Jakarta, Gatra.com – Mantan Menteri Keuangan (Menkeu), Bambang Brodjonegoro, angkat bicara soal keluhan mahalnya Uang Kuliah Tetap (UKT) yang lagi menyedot perhatian publik.
Bambang Brodjonegoro dalam konferensi pers usai menyampaikan orasi ulmiah dalam wisuda Universitas Pancasila (UP) Jakarta di JCC, Jakarta, Senin (21/5), menyampaikan, harus merunut persoalan dana pendidikan ini dari hulunya.
“Melihat bagaimana pengalokasikan dana pendidikan dari awal. Kita ingat dalam UUD ada komitmen 20% dari APBN setiap tahun harus dianggarkan untuk pendiddikan,” katanya.
Sebanyak 20% dari APBN tersebut, lanjut dia, mayoritasnya akan ditransfer ke daerah karena dalam sistem pendidikan di Indonesia ini menjadi tugas dari pemerintah, yakni memastikan wajib belajar (Wajar) selama 12 itu harus terlaksana.
“Wajib belajar 12 tahun dari SD SMP, sampai SMA harus dipastikan bahwa semua orang bisa mengakses pendidikan sampai SMA,” katanya.
Menurutnya, pendidikan selama 12 tahun tersebut adalah harus dilakukan sebagaimana banyak negara menerapkannya karena tugas negara adalah menyiapkan dan melatih warganya agar siap memasuki dunia kerja.
“Nanti ada argumen kalau sampai SMA tidak cukup, betul. Tapi tetap saja ada lowongan pekerjaan untuk lulusan SMA, minimal. Tentunya satu negara ingin agar semua SDM-nya berkualitas tinggi sehingga dilakukalah pendidikan tinggi,” katanya.
Menurut Bambang Brodjonegoro, prinsip utama pendidikan tinggi adalah siapapun yang yang lolos seleksi masuk terutama PTN atau PTS terkemuka, tidak boleh gagal untuk kuliah karena masalah dana.
“Itu prinsip yang selalu saya terapkan waktu saya jadi pimpinan univesitas. Itu diterapkan sampai sekarang.
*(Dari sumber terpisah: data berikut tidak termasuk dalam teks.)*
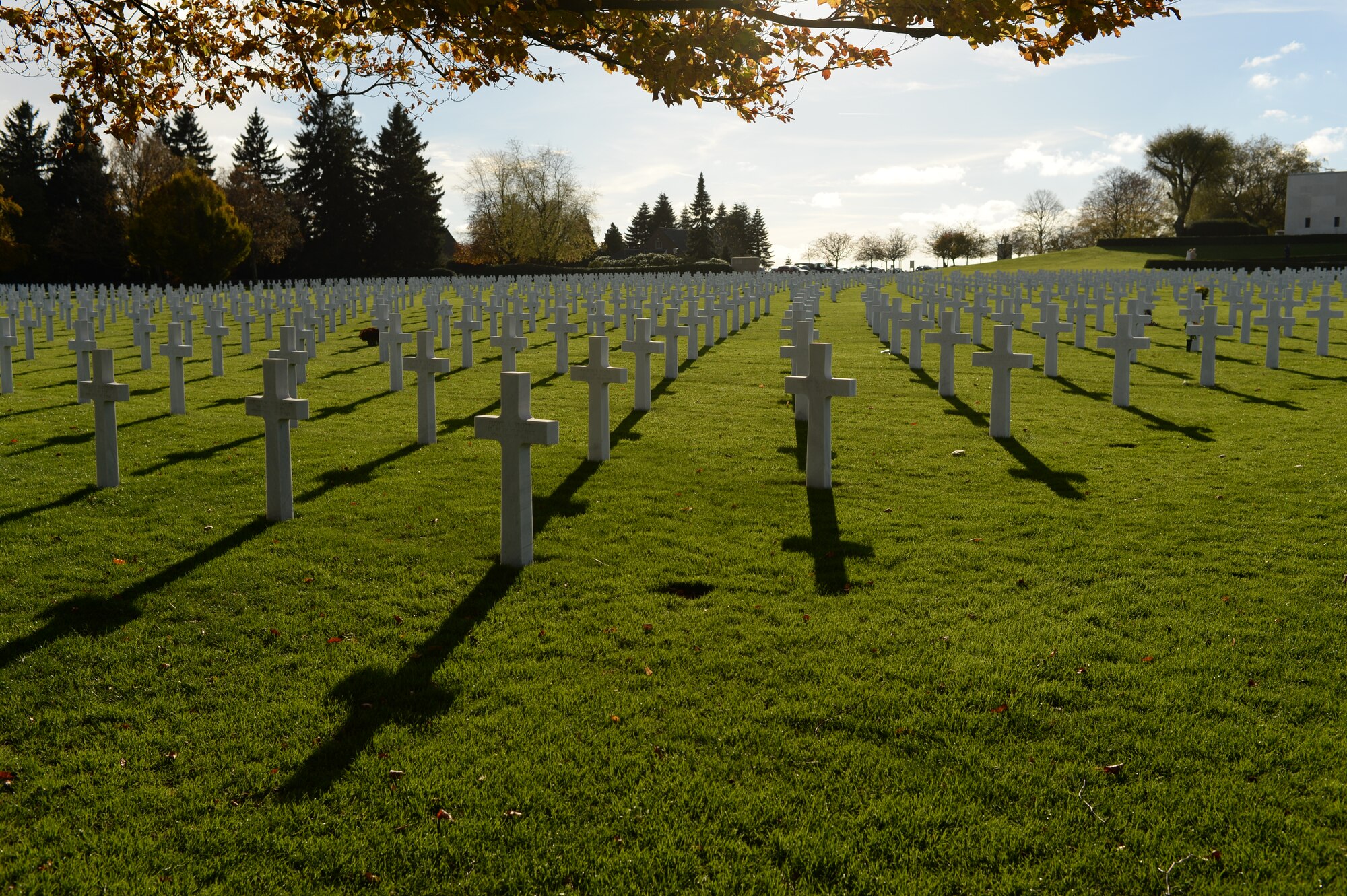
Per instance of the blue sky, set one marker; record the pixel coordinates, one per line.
(946, 135)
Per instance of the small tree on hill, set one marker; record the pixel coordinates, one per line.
(189, 232)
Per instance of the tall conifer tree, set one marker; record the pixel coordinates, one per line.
(409, 234)
(88, 234)
(188, 139)
(332, 178)
(257, 152)
(25, 160)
Jadi prinsip universitas itu, siapa yang lulus dalam seleksi masuk itu harus bisa dipastikan berkuliah,” katanya.
Ia menegaskan, tidak boleh terhalang hanya karena kondisi keuagan orang tua calon mahasiswa yang telah dinyatakan lulus seleksi. Bagi yang tidak mampu, pasti disiapkan berbagai skema, misalnya beasiswa, pembebasan, keringanan, dan sebagainya. “Yang pasti anak ini harus bisa kuliah,” ucapnya.
Bambang Brodjonegoro lebih lanjut menyampaikan, solusinya adalah orang tua mahasiswa yang mampu, menyubsidi mahasiswa yang kurang mampu atau dikenal dengan subsidi silang.
“Imbauan saya justru kepada mereka yang mampu, yang punya diharapkan membayar sesuai cost yang diselenggarakan oleh perguruan tinggi tersebut,” katanya.
Ia menegaskan, jangan sampai orang tua mahasiswa dan mahasiswa yang mampu atau berada malah berupaya agar bisa membayar uang kuliah lebih rendah dari kelas pendapatan tang telah ditentukan.
Ia menjelaskan, semua pihak harus terlibat dalam mengatasi persoalan UKT. Salah satunya masyarakat yang mampu memberikan subsidi silang dengan membayar UKT lebih besar sesuai kelas yang ditentukan oleh universitas.
“Kalau berharap pemerintah menyubsidi sepenuhnya, tentunya berat, karena ingat jumlah perguruan tinggi itu banyak sekali. Jadi harus dibagi ke sekian PTN,” katanya.
Bambang Brodjonegoro berpendapat, skema subsidi silang itu bisa menjawab persoalan UKT yang dikeluhkan mahal. “Permasalahan UKT ini bisa diselesaian kalau ada kesadaran,” ujarnya.
Ia menyimpulkan, ada dua prinsip. Pertama, siapapun yang tidak mampu tapi diterima di PT harus bisa dipastikan bisa kuliah sampai selesai. “Harus dipastikan semua dukungan kepada yang bersangkutan,” katanya.
Kedua, bagi mereka yang sudah masuk di PT dan orang tuanya mampu membayar diharapkan memberikan subsidi silang. “Jadi yang mampu harus bisa membantu yang tidak mampu,” katanya.